Proverbs 3:9-10 (NKJV).
Short passages can contain a lot of complexity to unpack, but this one isn't one of those. The wisdom here is very simple, and while I might throw a slightly different perspective on it, it all still flows thematically with what has already come in Proverbs before it.
First, I'll note that the word for "honor" is "kabad or kabed" and while there are some other meanings, this particular one, just simply "honor", obviously fits the best, though you can get a sense for how those other definitions fit via the phrase "weighing a decision."
Of the three other times this particular phrase is used, two of them are in reference to "honoring your father and mother".
The reason I bring that up is that the modern concept of a tithe, of the sacrifice to God, is sometimes framed in that we're just stewards of God's resources, they aren't really "ours", and so returning them to God is more like putting something back in a "Lost and Found" for God.
Historically, for Israel, the sacrifices they made had a more formal purpose. For one, they were necessary as part of showing contrition to God. Secondly, the sacrifices made were provision to the Levites who spent time in the maintenance and operation of God's temple, and so would not have the capacity to also tend to fields and livestock.
This responsibility fell on all of the Levites as well, and so they relied on the offerings to God from the other tribes to sustain them. While it might seem like it's trivializing the nature of the responsibility, God's temple was rather like a kitchen, with the sacrifices regularly being "for a sweet aroma to the Lord", and the instructions on preparation of the sacrifices looking startlingly similar to that of a modern cooking recipe. While the actual acts held much more significance as part of the rituals for Israel, it doesn't detract from the fact that the regular sacrifices were part of an established order, an agreement, between God and Israel, and that it served multiple purposes at the same time.
Also, that God likes good cooking, but I digress.
After Jesus' death and resurrection, those who place their faith in him become a temple themselves, literally. The New Testament refers to the body of the believer as the new temple for the Holy Spirit to dwell in.
If honoring God under the "old" covenant included making sacrifices to the pleasure of God and those who were tending to God's temple, and for the maintenance and upkeep of the temple itself, while the specific actions taken to "honor God" would change with the "new" covenant, why would the heart of what God desired in that sacrifice, through humility, to change?

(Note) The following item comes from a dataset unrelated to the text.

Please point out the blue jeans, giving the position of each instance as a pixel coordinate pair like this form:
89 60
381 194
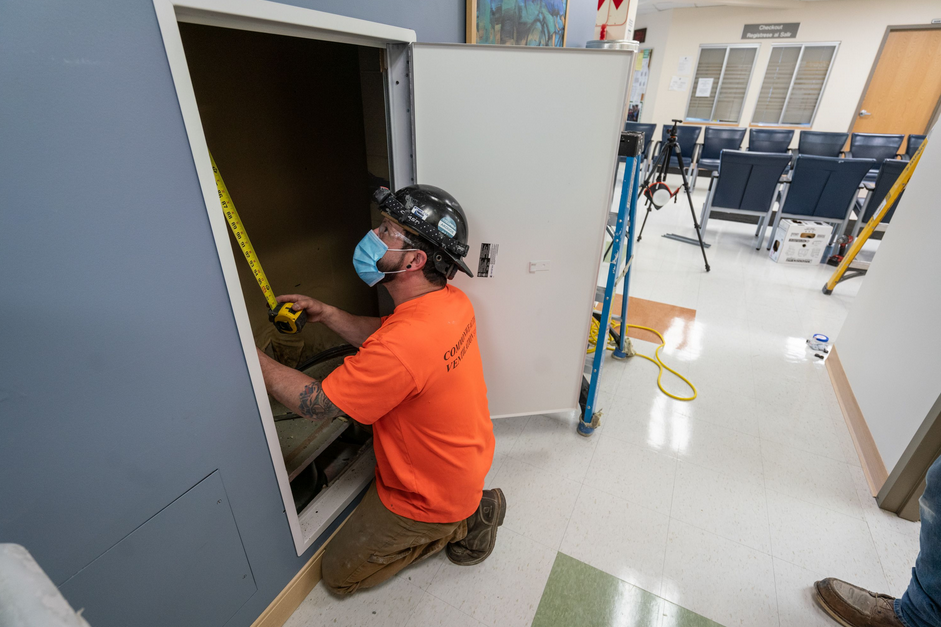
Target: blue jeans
920 606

God designed the reality we exist in, and it is not accidental that when we are in harmony with the creator, we can find harmony with the created, and in turn disharmony with that which is in rebellion with God's order. Obedience to God produces abundance and wealth because God designed the mechanisms by which abundance and wealth could exist in the first place. This is why the commands of God are rarely ever arbitrary, or without both spiritual and physical purpose.

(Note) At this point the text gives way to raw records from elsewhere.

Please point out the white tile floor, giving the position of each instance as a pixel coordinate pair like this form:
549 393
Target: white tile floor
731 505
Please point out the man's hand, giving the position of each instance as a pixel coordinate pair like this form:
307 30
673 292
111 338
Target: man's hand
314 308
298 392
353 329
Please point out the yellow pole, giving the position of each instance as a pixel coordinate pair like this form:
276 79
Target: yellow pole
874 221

God is good, so God's commands are also good, and so while the struggles we face won't get any easier, the fruits of our labor are increased when we honor God through what we have and what we gain. Our abundance is not to our own benefit alone, but a demonstration of the goodness and greatness of the God we worship and obey, and how we respond reflects who we worship, who we honor.
In the same manner that we honor our father and mother by taking heed of their rules and laws on our lives as children in growing up to become adults, so God also places burdens, constraints, and demands on us in maturing as humans, created in the image of God, for the express purpose of bringing glory to God. It seems paradoxical, but when we live under this limitation, when we sacrifice to God's glory from what we have wrought with our own efforts, God glorifies us in return with blessing and favor.
What we earn, what we have, is genuinely ours to decide what to do with, but the entire system in which that gain, let alone existence itself, is possible belongs to God, and we can either keep what we have reaped and thus experience the entirety of our reward, or we can honor God and experience even more.